The reason the Lions didn't win is penalties. The Lions just kept shooting themselves in the foot with penalties, many of which could have been avoided. The referees certainly gave them no help considering there were several weak or completely bogus calls that cost them big plays (seriously, when has one receiver ever been flagged three times for offensive pass interference?), but to have three different guys take stupid unsportsmanlike conduct penalties is inexcusable. Young was benched after his penalty cost the Lions a shot at a touchdown, but I don't know if that's enough to send a message to the rest of the team.
Despite all of the crap that went on with Ndamukong Suh last week, it's obvious that many players on this team haven't received the message to stop it with the stupid penalties. There's not much the Lions can do when Burleson is flagged three times for something that happens every pass play, but taking unsportsmanlike conduct penalties can be avoided. It's simple, really: don't push an opposing player's head in front of a ref, don't throw a ball at an opposing player after a play, don't put your hands on a ref and don't stomp opposing players. It's not rocket science, and Jim Schwartz has got to get things under control. Not only are these penalties costing the Lions yards, but they are feeding into the notion that this is an undisciplined team. To me this is why referees seem so willing to call penalties on every little thing the Lions do wrong. At this point it's clear the Lions have a discipline problem, and it seems referees aren't even remotely hesitant to throw a flag on close calls that other teams aren't penalized for.

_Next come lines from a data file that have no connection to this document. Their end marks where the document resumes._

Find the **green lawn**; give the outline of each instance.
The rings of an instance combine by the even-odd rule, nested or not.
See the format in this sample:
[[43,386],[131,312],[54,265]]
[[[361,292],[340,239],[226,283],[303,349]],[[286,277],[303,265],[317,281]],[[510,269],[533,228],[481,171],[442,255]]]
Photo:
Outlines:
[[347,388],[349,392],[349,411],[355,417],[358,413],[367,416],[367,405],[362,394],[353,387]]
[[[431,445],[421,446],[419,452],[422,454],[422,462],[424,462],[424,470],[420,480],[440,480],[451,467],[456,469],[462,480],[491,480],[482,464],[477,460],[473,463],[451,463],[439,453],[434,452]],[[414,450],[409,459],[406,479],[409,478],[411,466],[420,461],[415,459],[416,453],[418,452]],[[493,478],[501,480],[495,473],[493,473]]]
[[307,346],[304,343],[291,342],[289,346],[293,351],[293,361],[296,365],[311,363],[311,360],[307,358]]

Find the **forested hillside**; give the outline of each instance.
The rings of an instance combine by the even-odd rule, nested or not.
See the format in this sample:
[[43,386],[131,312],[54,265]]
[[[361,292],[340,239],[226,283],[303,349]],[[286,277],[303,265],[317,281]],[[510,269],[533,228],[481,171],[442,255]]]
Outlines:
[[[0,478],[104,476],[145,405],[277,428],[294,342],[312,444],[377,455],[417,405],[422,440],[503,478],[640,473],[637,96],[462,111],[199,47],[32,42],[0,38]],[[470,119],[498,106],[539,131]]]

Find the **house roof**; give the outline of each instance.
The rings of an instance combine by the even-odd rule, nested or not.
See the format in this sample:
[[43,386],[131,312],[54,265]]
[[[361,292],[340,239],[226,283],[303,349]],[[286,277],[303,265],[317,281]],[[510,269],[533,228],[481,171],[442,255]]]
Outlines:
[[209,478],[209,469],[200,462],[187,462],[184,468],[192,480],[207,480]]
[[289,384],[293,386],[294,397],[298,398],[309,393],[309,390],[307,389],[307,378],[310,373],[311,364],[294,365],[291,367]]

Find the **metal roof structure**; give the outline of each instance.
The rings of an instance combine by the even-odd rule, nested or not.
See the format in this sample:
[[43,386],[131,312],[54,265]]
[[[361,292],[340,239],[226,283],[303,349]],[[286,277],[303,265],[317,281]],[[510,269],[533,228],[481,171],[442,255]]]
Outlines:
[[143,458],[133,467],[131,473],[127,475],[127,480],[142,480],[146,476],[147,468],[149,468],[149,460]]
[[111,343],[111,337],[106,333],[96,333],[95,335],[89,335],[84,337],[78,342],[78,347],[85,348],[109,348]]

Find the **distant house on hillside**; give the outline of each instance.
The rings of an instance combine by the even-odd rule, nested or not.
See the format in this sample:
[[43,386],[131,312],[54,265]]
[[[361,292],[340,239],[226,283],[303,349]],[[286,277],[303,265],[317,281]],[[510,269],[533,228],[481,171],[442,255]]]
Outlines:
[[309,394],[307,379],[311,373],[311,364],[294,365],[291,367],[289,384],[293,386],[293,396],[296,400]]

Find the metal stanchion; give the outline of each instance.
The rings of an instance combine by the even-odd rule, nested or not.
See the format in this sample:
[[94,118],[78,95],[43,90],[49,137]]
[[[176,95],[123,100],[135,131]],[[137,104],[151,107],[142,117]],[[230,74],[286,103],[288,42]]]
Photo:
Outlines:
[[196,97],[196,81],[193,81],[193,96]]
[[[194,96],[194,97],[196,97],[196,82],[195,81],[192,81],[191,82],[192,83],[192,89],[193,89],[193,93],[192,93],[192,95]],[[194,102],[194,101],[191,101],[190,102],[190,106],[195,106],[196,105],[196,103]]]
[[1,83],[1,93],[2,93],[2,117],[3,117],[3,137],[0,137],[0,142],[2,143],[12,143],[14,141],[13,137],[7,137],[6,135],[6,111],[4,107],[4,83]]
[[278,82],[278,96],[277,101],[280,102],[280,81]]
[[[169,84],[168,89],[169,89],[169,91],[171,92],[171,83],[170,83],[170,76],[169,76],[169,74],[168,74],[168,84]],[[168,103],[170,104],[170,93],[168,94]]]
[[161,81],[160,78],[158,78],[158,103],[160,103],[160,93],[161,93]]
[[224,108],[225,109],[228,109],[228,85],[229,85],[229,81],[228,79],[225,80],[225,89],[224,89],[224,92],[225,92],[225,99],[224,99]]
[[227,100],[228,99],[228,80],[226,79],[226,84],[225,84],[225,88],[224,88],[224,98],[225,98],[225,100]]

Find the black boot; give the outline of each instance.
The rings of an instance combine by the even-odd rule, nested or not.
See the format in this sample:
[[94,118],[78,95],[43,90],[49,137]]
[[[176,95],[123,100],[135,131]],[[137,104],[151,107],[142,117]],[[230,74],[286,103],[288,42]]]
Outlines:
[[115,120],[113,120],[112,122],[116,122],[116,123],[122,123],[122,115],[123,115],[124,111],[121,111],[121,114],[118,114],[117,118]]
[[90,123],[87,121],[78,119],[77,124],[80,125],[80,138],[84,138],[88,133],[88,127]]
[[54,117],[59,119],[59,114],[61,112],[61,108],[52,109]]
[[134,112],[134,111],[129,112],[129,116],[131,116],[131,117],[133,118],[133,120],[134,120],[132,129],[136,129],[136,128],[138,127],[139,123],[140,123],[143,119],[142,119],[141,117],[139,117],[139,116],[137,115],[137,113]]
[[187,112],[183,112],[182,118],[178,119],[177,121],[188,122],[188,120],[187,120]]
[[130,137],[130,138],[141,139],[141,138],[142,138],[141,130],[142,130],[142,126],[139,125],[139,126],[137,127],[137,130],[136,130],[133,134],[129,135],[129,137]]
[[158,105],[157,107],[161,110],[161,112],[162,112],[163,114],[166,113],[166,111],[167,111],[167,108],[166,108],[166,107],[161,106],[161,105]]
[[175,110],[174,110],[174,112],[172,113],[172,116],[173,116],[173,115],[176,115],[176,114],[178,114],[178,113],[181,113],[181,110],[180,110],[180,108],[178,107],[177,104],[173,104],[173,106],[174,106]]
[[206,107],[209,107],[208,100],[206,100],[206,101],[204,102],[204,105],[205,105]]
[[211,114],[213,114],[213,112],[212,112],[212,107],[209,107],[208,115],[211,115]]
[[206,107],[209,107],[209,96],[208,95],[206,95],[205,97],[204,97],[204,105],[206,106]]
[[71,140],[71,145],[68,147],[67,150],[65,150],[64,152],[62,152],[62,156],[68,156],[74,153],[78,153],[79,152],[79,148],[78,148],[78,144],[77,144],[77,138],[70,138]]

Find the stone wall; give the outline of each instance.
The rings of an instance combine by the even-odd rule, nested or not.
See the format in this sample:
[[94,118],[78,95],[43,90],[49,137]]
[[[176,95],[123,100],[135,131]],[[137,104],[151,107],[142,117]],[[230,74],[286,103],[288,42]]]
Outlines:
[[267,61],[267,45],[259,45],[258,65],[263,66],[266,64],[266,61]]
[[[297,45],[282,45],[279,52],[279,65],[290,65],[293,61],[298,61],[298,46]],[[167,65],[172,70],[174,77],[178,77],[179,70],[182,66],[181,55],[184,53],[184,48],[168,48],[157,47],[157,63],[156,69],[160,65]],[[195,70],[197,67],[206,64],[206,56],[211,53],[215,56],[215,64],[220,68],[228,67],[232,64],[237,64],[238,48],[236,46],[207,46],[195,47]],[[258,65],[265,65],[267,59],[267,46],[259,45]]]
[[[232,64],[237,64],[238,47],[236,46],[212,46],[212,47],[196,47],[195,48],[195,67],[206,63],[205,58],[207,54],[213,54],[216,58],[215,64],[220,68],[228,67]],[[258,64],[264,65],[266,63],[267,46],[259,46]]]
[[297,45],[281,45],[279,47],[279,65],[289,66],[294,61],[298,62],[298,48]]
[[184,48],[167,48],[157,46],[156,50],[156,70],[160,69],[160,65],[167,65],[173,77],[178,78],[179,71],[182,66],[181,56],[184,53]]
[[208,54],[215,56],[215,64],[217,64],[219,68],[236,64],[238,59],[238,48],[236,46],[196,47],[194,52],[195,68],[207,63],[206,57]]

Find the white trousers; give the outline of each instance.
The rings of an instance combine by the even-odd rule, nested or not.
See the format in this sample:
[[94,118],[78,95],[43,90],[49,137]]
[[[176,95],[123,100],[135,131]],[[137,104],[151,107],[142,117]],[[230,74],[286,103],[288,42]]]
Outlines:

Despite all of the negatives that came out of last night's game, the good news is the Lions are still in the playoff hunt. In fact, despite falling to 7-5, Sunday went quite well for them since the Giants, Cowboys, Bears and Falcons all lost. With three winnable games coming up (vs. Vikings, at Raiders and vs. Chargers), the Lions have a chance to lock down a playoff spot. Will they succeed in making the playoffs? It remains to be seen. They certainly have the talent to win and make the postseason, but they have to stop beating themselves with dumb penalties in order to even think about making a playoff run.